Begin 1976 dook hij op als de vertrouwensman van de op zijn kantoor in Liechtenstein tot leven gewekte firma Ikarin Establo. Via de rekening van dit papieren vehikel werden miljoenen dollars aan smeergeld van Lockheed naar een kleine stoet van politieke en militaire hoogwaardigheidsbekleders getransfereerd, onder wie drie toppers van de Democrazia Cristiana: Leone, Rumor en Moro.
Daarnaast fungeerde Batliner als beheerder van Evlyva Trust, een dochter van de International Credit Bank. Geen frisse bank, deze ICB, want zowel de Amerikaanse mafia als de Israëlische geheime dienst Mossad maakten van haar diensten gebruik. De bank werd in 1975 in de bezemwagen geduwd nadat was gebleken dat de oprichter/eigenaar op illegale wijze miljoenen had opgeslorpt van de aanpalende Israel Corporation. Die eigenaar was dr. Tibor Rosenbaum, een goede vriend van prins Bernhard en lid van diens Pandaclub. Het moge duidelijk zijn waar prins Casimir zu Sayn Wittgenstein-Berleburg de mosterd voor de bereiding van zijn CDU-toverdrank vandaan heeft gehaald. Maar ook voor hij in dit circus terechtkwam moet hij het klappen van de zweep al hebben gekend.

Richard

Zoals al eerder vermeld zat de adellijke telg tussen 1954 en 1983 in het bestuur van de Frankfurter Metallbank, in oorsprong een dochter van de Frankfurter Metallgeselschaft.

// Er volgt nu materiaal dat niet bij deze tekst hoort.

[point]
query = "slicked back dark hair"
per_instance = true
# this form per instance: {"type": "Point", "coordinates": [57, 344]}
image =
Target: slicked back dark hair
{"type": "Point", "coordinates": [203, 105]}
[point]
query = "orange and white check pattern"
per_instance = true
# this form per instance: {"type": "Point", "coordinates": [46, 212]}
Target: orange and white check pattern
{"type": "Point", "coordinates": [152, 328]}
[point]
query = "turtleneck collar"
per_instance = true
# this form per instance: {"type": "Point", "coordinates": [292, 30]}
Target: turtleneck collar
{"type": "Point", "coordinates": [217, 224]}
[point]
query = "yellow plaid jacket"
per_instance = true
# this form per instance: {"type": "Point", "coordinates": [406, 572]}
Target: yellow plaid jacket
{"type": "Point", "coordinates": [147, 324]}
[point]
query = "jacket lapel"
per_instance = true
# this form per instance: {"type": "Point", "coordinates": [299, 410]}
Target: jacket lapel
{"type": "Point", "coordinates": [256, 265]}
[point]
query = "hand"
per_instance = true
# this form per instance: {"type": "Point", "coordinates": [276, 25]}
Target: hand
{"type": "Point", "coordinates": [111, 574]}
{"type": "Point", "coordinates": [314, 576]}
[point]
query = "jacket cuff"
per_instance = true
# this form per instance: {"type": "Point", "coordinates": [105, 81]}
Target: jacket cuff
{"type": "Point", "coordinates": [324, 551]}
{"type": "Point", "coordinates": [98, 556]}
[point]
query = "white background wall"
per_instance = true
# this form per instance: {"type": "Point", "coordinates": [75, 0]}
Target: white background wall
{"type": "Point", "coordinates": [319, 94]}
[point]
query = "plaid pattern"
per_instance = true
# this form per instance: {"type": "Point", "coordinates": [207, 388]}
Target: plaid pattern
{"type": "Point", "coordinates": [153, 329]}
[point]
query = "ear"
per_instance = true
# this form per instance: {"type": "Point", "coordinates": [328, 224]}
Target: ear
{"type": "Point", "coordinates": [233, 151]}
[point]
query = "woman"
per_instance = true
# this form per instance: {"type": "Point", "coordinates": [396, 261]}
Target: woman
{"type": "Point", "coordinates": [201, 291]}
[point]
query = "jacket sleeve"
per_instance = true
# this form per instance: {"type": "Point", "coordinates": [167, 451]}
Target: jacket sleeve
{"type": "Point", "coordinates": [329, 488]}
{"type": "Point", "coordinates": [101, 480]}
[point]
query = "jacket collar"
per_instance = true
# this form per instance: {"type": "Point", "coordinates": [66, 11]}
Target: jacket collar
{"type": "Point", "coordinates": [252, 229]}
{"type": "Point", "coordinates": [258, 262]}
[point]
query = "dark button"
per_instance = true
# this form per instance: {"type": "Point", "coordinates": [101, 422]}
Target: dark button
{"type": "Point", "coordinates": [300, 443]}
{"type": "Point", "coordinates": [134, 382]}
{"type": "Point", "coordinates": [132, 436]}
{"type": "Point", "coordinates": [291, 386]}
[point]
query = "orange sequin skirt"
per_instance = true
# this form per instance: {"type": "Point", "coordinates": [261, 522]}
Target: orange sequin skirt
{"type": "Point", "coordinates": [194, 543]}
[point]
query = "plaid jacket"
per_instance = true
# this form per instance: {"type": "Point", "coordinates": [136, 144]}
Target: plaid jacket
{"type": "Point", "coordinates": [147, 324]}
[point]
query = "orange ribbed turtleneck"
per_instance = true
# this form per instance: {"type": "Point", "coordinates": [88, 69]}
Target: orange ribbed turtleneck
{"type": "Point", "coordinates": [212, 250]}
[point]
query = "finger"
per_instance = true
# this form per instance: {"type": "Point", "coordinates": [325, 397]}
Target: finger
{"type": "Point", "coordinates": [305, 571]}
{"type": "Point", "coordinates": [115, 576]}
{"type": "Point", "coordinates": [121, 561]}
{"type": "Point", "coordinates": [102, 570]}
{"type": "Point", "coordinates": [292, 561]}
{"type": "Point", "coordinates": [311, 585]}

Ook dat was niet toevallig. Hij was namelijk de stiefzoon van de Joodse ondernemer Richard Merton, op zijn beurt de zoon van de grondlegger van dit gigantische metaalconcern in Frankfurt am Main. Merton ontplooide niet alleen bestuurlijke activiteiten in de leiding van de Metallgesellschaft maar ook in die van de Deutsche Gold und Silber Scheide Anstalt (DEGUSSA). Deze twee industriële reuzen vormden samen met de Duitse Bank, de bank Delbrück v.d. Heydt en IG Farben de "roots" van de na de Eerste Wereldoorlog in Amsterdam gevestigde NV Rhodius Koenigs Handelmaatschappij. Een bedrijf dat in de jaren dertig meer en meer uitgroeide tot een spionagecentrum voor Nazi-Duitsland. In hoeverre Merton zelf daaraan deelnam is niet duidelijk. Maar onder zijn medebestuurders van Rhodius Koenigs en haar twee volle dochters de Handelsonderneming Cellastic en de Hollandsche Maatschappij voor Fabricatie en verkoop van Cellastic-Banden bevonden zich wel degelijk een aantal volbloedspionnen. Zoals Alfred Flesche, de nummer twee van de Duitse spionagedienst Abwehr in Nederland, en een specialist in financieel-economische spionage Rudolf Ruschewey.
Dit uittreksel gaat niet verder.